Even in the venture capital industry, which became the focus of scrutiny and was previously identified by the Innovation Authority as the center of the problem, there is a belief that the program was problematic and did not stop the closing of companies. "The desire of the Innovation Authority to ensure that venture capital funds will also continue to invest in startups and not sit on the money is clear, but we have already put in the maximum we can in the last year, which was not easy either," says Tal Slobodkin, a partner in StageOne VC, which specializes in early-stage companies. According to him, many funds have already reached the maximum holding allowed according to the regulations in a single company and therefore can no longer invest in it.
The unencouraging picture of the investments in Israel shows that the Israeli funds almost stopped investing even before the war, for the entire length of 2023, while the foreign investors actually invested and therefore their share went up. According to Startup Nation Central data, the share of foreign investors in Israel rose to 44% last year, while total investments in Israeli startups shrank by 50% to $9.9 billion.

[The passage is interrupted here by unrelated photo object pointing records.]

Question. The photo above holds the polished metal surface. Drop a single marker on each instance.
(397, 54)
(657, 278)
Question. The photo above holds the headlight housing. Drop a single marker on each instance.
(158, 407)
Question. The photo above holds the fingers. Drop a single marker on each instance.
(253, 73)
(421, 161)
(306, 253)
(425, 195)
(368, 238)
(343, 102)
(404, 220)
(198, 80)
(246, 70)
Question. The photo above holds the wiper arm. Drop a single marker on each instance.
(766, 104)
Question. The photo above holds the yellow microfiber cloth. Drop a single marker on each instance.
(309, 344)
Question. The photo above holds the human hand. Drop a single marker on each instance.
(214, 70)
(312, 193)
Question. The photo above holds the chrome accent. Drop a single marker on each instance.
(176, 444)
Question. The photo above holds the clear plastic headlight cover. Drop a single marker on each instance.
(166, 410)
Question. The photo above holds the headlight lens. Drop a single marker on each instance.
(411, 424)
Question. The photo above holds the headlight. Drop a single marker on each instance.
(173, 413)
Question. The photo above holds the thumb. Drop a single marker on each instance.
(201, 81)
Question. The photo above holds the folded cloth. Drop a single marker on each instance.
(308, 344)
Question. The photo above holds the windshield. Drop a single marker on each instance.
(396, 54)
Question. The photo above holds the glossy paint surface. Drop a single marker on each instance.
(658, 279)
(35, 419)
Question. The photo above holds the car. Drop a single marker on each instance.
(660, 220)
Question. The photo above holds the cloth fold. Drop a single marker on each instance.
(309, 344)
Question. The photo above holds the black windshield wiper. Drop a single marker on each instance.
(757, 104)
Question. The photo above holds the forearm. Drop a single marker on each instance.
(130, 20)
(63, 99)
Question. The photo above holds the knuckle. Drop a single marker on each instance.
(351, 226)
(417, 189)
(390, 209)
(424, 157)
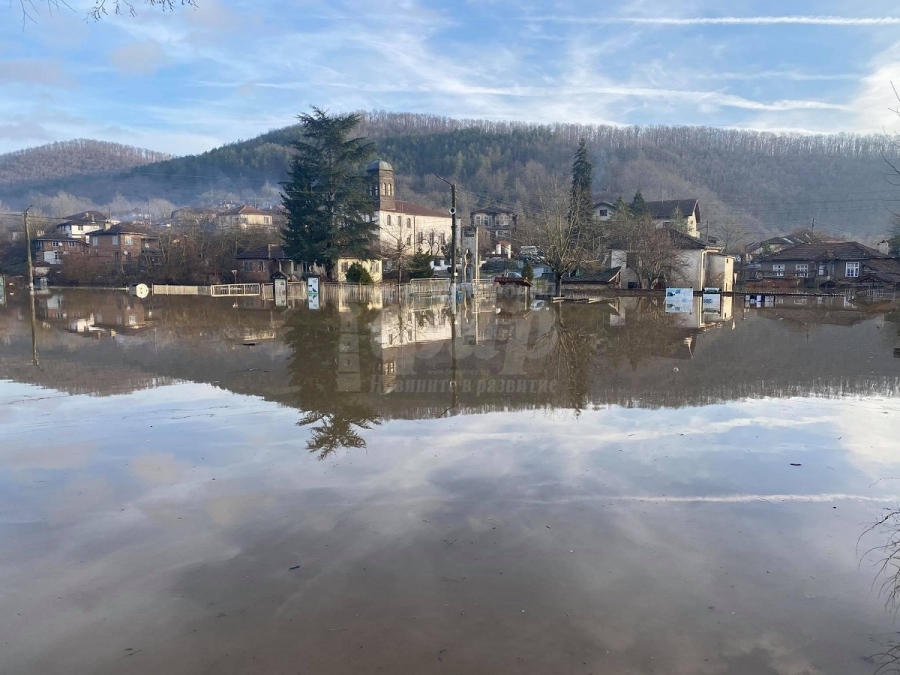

Israeli funds are sitting on a lot of money after they also raised new funds in 2023. However, sometimes the numbers of dry powder are misleading since not all the funds are able to call the money easily. When raising a new venture capital fund, the investors do not transfer the money at the time of raising, but give a promise to do so at a certain frequency or according to the rate of investments. According to information received by Calcalist, much of the money raised, mainly from investment bodies in Japan and China, stopped arriving for fear of increasing exposure to Israel during the war.
"We believe that the grants can add 3-4 months to a startup's life, and together with the nine-month matching, receiving the grant is a strong signal for investors and encourages them to invest. There were also companies that were helped by the Authority's letter of intent in dealing with creditors, and this helped them spread out the debt," Nevo explained.